Il Sole 24 Ore, 7 maggio 2016
Erdogan non dà tregua a Bruxelles
Il presidente turco Recep Tayyip Erdogan ha deciso di sfidare l’Unione europea sulla legge anti-terrorismo al punto da mettere a rischio l’accordo sui migranti e la fine dei visti per i cittadini turchi in ingresso nella Ue.
Come mai questa scelta? I turchi ci tengono molto alla fine dei visti e va considerata in quest’ottica la missione del ministro per i rapporti con la Ue, Volkan Bozkir, della prossima settimana, durante la quale avverrà la discussione sui 5 punti sollevati dalla Commissione europea nell’analisi dell’armonizzazione della Turchia ai 72 criteri richiesti dall’Europa per il rispetto dell’accordo. Il punto critico è la definizione di «terrorismo» nella legislazione turca, troppo ambigua e vaga, ed emendamenti da apportare alla legge antiterrorismo; mentre giovedì il Parlamento di Ankara ha approvato la normativa sulla cooperazione internazionale in materia penale e giudiziaria, così come richiesto dai Ventotto.
L’obiettivo prioritario di Erdogan è il presidenzialismo e su questo punta da anni con tenacia e perseveranza.
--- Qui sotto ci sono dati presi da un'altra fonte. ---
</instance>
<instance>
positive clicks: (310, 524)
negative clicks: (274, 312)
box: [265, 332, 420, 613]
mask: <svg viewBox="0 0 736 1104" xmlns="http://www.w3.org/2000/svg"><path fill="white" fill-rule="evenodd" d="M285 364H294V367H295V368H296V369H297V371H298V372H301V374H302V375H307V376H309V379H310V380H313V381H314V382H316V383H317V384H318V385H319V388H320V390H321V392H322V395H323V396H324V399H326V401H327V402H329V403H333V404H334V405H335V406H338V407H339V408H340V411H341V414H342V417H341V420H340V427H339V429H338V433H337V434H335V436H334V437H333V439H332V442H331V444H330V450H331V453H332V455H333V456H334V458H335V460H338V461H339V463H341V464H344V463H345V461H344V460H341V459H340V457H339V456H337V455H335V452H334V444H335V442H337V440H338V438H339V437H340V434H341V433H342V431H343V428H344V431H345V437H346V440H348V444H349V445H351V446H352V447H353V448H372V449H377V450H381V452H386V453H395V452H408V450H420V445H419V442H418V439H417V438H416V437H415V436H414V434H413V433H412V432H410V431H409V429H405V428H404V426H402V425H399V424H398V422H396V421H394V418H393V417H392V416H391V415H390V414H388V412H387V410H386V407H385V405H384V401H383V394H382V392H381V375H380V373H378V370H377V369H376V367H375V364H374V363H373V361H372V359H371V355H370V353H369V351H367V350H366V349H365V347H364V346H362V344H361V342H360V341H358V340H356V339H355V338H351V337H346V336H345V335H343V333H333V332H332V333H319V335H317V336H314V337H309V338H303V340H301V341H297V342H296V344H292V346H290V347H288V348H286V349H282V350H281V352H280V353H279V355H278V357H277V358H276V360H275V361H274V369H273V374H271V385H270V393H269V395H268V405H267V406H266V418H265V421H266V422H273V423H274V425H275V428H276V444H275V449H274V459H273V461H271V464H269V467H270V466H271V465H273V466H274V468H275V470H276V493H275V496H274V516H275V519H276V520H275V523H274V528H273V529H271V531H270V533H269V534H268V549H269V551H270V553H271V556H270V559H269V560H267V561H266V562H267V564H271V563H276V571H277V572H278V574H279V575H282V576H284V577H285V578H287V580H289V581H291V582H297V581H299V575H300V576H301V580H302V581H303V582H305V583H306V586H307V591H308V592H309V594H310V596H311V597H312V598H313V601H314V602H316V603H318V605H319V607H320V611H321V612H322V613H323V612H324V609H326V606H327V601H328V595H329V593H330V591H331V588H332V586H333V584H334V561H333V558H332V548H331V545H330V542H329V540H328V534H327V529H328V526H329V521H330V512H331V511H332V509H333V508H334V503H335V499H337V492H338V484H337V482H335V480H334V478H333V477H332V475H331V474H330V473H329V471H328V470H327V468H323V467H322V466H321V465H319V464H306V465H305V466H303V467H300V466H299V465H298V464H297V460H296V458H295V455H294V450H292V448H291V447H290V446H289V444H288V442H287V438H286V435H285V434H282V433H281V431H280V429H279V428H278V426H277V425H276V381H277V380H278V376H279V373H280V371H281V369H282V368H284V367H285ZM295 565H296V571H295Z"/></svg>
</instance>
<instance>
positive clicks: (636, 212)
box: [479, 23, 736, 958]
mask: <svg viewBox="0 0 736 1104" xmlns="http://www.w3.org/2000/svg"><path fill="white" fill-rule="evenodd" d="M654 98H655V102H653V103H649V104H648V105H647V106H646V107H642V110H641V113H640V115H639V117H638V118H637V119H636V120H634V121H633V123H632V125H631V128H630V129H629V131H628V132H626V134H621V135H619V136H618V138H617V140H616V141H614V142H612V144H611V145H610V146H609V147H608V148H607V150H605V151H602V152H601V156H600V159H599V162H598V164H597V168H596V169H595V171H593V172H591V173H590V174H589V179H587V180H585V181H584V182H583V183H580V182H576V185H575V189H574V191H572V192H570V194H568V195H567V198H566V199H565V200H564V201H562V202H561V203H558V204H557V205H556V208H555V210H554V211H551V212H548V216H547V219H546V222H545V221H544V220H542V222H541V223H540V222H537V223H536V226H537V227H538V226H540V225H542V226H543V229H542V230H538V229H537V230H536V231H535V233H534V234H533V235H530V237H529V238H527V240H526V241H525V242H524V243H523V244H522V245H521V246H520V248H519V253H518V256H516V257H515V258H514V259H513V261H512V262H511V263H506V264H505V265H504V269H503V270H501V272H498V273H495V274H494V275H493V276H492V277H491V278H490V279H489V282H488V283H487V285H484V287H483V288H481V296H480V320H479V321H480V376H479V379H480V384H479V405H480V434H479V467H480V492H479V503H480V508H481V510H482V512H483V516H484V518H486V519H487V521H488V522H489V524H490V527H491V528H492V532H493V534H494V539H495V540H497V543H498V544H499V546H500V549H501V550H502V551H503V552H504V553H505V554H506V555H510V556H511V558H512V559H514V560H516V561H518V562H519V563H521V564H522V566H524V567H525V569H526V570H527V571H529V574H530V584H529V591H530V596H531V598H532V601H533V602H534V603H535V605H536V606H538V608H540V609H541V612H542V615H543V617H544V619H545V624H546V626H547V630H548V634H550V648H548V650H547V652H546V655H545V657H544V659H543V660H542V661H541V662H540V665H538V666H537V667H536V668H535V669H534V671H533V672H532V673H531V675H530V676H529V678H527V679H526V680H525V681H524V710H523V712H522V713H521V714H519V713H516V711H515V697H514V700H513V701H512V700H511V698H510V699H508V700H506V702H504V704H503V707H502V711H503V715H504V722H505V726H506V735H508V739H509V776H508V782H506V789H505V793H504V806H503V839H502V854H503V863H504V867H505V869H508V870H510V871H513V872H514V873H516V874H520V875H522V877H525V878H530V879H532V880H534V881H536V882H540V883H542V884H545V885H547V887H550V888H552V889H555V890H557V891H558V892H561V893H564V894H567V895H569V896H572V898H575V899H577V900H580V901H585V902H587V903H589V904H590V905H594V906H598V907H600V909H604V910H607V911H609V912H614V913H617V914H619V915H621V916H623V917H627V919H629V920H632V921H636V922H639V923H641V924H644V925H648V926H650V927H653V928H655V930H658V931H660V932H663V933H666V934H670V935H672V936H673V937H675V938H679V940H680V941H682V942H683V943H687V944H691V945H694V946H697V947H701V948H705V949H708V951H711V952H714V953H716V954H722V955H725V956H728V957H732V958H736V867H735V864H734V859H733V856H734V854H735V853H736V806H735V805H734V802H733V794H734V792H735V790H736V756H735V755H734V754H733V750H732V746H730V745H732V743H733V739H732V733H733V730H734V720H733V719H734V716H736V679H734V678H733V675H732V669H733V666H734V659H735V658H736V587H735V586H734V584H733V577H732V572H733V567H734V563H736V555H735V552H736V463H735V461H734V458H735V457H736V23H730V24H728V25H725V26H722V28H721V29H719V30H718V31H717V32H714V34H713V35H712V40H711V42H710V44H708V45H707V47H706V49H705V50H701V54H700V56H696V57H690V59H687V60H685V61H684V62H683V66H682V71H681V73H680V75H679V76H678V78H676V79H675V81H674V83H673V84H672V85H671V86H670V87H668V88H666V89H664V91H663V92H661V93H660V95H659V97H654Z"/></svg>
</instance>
Per modificare in senso presidenzialista la Costituzione della Turchia, oggi una repubblica parlamentare, bisogna raggiungere il quorum dei 3/5 dei voti in Parlamento, necessari per approvare la modifica costituzionale e farla seguire da un referendum confermativo, o i 2/3 dei voti senza consultazione popolare. L’Akp, il partito islamico conservatore di Erdogan, ha oggi 317 deputati e ne mancano 13 per raggiungere quota 330, cioè i 3/5 del Parlamento turco.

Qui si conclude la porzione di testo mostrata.